Now with only 12 states out of 50 planning to require the PARCC test, and with our LDOE designing its own PARCC "imitation test", it looks like we will be compared to no one!
Louisiana has been spending more and more of our scarce tax dollars on purchasing and administering state tests. Our local school systems have been forced to purchase more testing technology and more test prep materials for a test that compares us to no one. Yet there is a test being given that compares Louisiana to all other states and it is free! The test is called the National Assessment of Education Progress (NAEP) and has been given to representative samples of students from all states since the 1970s.
The NAEP test results for each state are used by the editors of Education Week Magazine to produce the annual Quality Counts report. The most recent Quality Counts report issued last week ranks Louisiana 50th out of the 50 states and the District of Columbia in academic achievement. So after all this effort to adopt and teach Common Core and to convert our testing to the PARCC test, Louisiana still ranks second to last in student achievement on the test that really counts for the rankings. It looks like we were sold a bill of goods in adopting CCSS and PARCC. We should be preparing our students for NAEP not PARCC.. . . . No not really. We should not be spending valuable school time preparing our students for any standardized test! Louisiana should simply adopt a curriculum that provides a sound education in basic skills as well as addressing the varied career needs and interests of our students, and teach that curriculum. Teachers and students should not be slaves to standardized testing.
It is Foolish and Counter Productive to be Spending all this Effort and Money in Preparing Students for Standardized Tests
In my third post of this blog on January 29th 2010, I suggested that our education system was preparing our students for The Wrong Future. For several years at that time our education leaders had pushed more and more of our students into pursuing the Core 4 college prep curriculum for high school graduation.
In that January 2010 post I pointed out that some of the best jobs in Louisiana, require a technical education, not a college prep education. The college prep push has resulted in the near elimination of our career and technical education courses in high schools and the layoff of most experienced voc-tech teachers. It turns out that the Core 4 college prep curriculum has prepared the majority of our students for absolutely nothing. Pressuring all students to take Core 4 ended up watering down the curriculum for the true college prep students and did not result in more students attending college.
Now after 10 years of emphasis on college prep for every student, our State Superintendent has finally started to promote his Jump Start program which is designed to prepare some students for good career alternatives to the 4 year bachelor's degree. However his system of school grading and the adoption of Common Core still rewards mostly college prep efforts.
It is clear from their own statements that the designers of the Common Core State Standards totally ignored career and technical education in designing the CCSS. It is strictly a college prep program, and it is a poor one at that. CCSS is a huge mistake for early childhood education. It is a huge mistake for the teaching of basic math, which is what is needed by the great majority of students, and it is a huge mistake for the teaching of reading and language arts. By focusing on close reading, non-contextual analysis, and academic themes, the CCSS ignores the needs of most of the students in Louisiana.
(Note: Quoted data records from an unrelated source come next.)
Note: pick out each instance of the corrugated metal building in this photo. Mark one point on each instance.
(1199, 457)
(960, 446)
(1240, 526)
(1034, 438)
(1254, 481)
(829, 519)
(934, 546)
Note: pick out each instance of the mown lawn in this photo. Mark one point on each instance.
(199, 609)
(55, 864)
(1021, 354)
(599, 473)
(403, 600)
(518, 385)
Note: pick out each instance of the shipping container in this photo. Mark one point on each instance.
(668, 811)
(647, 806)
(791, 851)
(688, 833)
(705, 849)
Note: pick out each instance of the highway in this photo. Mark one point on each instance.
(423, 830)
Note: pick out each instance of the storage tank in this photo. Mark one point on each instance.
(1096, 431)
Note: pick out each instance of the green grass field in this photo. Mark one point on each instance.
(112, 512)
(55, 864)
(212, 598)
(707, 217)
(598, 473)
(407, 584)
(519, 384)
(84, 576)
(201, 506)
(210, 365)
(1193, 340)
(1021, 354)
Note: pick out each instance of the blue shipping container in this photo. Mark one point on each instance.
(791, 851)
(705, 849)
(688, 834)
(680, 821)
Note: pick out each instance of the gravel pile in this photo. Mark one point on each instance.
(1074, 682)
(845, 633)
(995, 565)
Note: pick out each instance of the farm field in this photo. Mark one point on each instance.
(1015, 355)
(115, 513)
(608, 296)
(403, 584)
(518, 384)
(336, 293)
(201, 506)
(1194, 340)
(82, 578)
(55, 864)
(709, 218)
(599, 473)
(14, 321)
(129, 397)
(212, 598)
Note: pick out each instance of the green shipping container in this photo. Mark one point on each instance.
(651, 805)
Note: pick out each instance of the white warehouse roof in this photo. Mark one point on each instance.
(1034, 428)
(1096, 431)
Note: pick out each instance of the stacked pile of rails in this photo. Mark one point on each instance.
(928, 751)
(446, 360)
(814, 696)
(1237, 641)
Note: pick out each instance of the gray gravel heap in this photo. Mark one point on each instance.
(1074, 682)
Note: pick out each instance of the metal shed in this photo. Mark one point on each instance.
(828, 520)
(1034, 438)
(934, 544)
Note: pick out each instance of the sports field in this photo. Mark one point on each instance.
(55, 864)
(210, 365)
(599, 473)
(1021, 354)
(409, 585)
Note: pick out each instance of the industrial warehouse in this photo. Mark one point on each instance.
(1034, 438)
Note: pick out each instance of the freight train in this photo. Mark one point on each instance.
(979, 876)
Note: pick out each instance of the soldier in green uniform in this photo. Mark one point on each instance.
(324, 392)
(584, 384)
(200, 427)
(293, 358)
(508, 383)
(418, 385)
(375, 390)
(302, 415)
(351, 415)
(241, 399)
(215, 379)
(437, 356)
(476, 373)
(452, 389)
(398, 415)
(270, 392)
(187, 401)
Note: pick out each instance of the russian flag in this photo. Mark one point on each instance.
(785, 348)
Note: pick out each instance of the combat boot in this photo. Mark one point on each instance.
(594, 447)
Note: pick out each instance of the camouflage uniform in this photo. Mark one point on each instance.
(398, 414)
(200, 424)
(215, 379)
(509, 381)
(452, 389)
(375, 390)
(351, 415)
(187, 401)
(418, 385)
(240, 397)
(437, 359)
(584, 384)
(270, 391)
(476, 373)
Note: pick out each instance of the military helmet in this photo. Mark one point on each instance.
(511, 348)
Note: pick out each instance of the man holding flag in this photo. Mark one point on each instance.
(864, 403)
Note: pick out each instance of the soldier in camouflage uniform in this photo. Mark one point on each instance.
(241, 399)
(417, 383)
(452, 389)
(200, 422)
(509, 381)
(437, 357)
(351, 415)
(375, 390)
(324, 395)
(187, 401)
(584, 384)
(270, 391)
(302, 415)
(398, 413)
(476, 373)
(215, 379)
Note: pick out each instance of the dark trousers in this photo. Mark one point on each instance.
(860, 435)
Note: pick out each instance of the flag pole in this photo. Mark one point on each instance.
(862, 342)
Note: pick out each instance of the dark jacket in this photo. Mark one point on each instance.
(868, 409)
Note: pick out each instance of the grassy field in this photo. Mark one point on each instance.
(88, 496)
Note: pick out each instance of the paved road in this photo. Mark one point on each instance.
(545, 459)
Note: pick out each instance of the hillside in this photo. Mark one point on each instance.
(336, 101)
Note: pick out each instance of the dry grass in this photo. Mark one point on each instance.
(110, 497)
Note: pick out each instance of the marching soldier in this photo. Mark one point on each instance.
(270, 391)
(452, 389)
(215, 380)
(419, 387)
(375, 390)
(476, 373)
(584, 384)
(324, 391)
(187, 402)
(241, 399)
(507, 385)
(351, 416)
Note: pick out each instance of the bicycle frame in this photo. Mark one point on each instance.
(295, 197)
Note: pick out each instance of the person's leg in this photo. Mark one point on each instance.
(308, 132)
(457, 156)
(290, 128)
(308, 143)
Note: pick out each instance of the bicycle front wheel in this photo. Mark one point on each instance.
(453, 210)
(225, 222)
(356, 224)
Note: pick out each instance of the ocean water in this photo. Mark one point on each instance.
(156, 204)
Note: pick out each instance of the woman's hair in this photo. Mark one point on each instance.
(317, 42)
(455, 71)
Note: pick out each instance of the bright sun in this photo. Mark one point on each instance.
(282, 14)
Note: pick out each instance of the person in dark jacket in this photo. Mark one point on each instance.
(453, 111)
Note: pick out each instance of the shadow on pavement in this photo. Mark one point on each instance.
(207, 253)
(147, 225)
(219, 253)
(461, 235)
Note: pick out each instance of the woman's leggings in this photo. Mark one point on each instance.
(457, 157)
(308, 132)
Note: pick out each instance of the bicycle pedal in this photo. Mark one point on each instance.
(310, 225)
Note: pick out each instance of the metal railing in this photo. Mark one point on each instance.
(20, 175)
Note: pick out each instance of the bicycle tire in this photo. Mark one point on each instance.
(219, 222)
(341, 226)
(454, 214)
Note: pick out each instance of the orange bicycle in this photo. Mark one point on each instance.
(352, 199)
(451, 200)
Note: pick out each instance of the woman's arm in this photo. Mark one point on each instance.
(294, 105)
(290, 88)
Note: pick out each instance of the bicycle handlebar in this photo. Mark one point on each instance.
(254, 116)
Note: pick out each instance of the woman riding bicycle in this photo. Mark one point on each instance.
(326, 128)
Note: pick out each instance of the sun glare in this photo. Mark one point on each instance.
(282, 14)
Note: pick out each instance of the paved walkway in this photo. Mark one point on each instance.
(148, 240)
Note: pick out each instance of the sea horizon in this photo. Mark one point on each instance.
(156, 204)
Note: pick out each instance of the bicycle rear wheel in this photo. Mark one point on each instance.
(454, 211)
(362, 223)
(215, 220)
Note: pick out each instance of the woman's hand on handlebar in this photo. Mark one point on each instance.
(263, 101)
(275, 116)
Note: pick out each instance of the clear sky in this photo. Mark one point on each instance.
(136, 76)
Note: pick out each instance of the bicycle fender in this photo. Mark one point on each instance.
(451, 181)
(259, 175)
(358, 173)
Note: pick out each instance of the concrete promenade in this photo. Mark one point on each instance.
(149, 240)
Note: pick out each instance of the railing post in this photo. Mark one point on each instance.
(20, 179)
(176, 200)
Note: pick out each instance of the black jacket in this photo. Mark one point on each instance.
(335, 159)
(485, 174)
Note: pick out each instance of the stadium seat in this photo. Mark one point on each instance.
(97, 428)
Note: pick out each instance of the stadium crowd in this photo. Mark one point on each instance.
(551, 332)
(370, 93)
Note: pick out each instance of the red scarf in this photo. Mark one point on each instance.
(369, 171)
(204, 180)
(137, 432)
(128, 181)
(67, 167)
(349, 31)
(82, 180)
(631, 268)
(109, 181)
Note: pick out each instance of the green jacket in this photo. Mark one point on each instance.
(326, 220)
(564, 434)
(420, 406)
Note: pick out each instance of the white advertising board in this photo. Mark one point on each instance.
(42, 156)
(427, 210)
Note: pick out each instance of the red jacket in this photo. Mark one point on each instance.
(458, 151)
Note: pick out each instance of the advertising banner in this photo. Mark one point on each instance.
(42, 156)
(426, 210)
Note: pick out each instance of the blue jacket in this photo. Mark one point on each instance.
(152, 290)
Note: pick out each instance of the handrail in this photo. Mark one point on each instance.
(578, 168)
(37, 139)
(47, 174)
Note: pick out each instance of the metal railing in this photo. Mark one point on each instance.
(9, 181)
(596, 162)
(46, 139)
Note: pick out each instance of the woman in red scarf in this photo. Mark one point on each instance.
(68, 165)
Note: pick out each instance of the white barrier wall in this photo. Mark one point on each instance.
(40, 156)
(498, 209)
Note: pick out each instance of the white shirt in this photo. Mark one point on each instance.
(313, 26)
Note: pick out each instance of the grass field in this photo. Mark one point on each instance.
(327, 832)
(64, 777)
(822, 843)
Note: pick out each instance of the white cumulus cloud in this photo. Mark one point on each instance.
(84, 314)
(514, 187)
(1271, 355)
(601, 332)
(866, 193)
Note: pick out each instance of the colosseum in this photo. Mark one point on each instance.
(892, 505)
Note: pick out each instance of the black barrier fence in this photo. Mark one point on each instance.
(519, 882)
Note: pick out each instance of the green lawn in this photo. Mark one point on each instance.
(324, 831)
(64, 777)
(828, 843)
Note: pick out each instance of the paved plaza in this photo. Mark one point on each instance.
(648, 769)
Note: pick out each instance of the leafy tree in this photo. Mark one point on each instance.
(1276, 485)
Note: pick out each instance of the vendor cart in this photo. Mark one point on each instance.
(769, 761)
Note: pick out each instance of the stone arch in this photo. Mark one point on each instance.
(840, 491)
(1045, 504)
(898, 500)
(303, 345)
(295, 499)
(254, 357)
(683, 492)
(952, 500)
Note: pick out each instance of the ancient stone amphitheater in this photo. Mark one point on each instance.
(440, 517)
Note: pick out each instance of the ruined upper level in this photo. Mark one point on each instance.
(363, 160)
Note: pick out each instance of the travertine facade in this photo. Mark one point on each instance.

With the adoption of the CCSS, our curriculum has become the test! Nothing else matters to John White and his staff. They are moving now to focus all Student Learning Targets and the evaluation of every principal on preparing kids for the PARCC test (or the Louisiana imitation PARCC test). This new standardized test-based curriculum is continuing to prepare most Louisiana students for the wrong future. Our amateur "education leaders" have learned nothing about education in the last five years.